И в самом деле, припомнилось Ванессе, было одно светлое пятно в том холодном пенале, где проходил общий сеанс, единственное лицо, совершенно не вписывающееся в депрессивную картину там происходящего. Действительно, Эрика диссонировала с окружающим, как яркий, вибрирующий мазок на сплошь безнадежно мертвом полотне. Такая мягкая, связная речь, такое изящное лицо с матовой кожей и искристыми глазами и тихий короткий смешок, отрезвляющий от кошмара. «Она — не сумасшедшая», — думала Ванесса, наблюдая, как ее новая знакомая, отвернувшись от надзирателей, демонстрировала трюк с приемом лекарств (с этой целью она открыла рот, указывая на предполагаемое месторасположение таблеток между щекой и языком), и впервые за долгое время Несса улыбнулась. Желание дружбы осталось неподвластным даже такому жестокому эксперименту, которому на протяжении многих лет, как позже узнала Ванесса, подвергали Эрику психиатры.
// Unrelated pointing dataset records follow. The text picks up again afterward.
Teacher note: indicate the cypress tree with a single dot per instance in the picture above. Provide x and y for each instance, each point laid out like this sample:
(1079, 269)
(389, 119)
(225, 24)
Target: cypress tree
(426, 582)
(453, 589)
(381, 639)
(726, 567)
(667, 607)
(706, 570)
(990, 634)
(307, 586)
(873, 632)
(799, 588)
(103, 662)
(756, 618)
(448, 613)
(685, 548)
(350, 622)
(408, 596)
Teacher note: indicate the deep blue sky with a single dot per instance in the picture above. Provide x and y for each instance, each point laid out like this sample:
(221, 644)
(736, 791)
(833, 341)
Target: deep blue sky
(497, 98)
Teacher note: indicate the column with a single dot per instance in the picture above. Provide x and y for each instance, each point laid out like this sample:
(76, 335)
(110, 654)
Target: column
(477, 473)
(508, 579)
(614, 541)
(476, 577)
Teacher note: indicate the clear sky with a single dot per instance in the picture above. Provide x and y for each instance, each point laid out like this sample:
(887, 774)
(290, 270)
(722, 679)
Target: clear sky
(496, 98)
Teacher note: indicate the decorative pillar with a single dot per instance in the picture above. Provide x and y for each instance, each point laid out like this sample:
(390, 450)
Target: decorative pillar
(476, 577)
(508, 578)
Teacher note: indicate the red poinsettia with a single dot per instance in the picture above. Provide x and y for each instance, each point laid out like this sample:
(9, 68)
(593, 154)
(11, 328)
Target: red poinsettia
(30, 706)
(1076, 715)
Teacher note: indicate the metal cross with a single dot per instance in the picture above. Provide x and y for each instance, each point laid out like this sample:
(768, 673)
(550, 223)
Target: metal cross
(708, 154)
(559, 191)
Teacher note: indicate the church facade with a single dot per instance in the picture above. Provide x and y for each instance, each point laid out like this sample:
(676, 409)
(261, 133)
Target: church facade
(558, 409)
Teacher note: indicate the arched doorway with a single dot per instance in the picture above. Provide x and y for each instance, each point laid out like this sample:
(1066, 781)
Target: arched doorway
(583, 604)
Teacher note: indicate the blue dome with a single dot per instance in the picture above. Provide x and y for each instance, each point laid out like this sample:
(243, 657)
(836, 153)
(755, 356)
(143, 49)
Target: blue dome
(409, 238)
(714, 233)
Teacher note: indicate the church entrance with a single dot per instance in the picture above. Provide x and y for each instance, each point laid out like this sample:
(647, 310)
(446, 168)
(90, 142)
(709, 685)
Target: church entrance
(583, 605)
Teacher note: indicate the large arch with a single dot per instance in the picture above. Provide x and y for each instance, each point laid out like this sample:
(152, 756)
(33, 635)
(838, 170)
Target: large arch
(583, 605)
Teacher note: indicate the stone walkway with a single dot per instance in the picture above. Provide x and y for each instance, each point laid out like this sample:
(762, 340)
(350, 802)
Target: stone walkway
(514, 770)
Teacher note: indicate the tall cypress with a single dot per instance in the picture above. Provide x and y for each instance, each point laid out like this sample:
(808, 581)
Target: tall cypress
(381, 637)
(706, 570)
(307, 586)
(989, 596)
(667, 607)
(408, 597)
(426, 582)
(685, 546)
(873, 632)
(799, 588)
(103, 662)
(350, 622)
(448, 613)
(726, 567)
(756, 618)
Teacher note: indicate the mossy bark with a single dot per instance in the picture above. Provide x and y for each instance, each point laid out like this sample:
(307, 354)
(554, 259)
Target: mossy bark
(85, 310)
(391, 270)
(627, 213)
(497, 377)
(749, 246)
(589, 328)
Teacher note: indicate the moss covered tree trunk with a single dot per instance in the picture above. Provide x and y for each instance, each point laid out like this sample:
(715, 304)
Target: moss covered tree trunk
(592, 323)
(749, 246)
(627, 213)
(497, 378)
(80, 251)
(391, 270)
— Представь, что ты играешь в спектакле, — шепотом говорила Эрика, близко наклонившись к Ванессе. — Твоя роль уже написана и определена, все твои движения, все реплики, монологи, диалоги, даже мысли, нравятся они тебе или нет. И ты должна сыграть, хорошо сыграть, без промахов... Только тогда есть шанс выйти на волю... Понимаешь?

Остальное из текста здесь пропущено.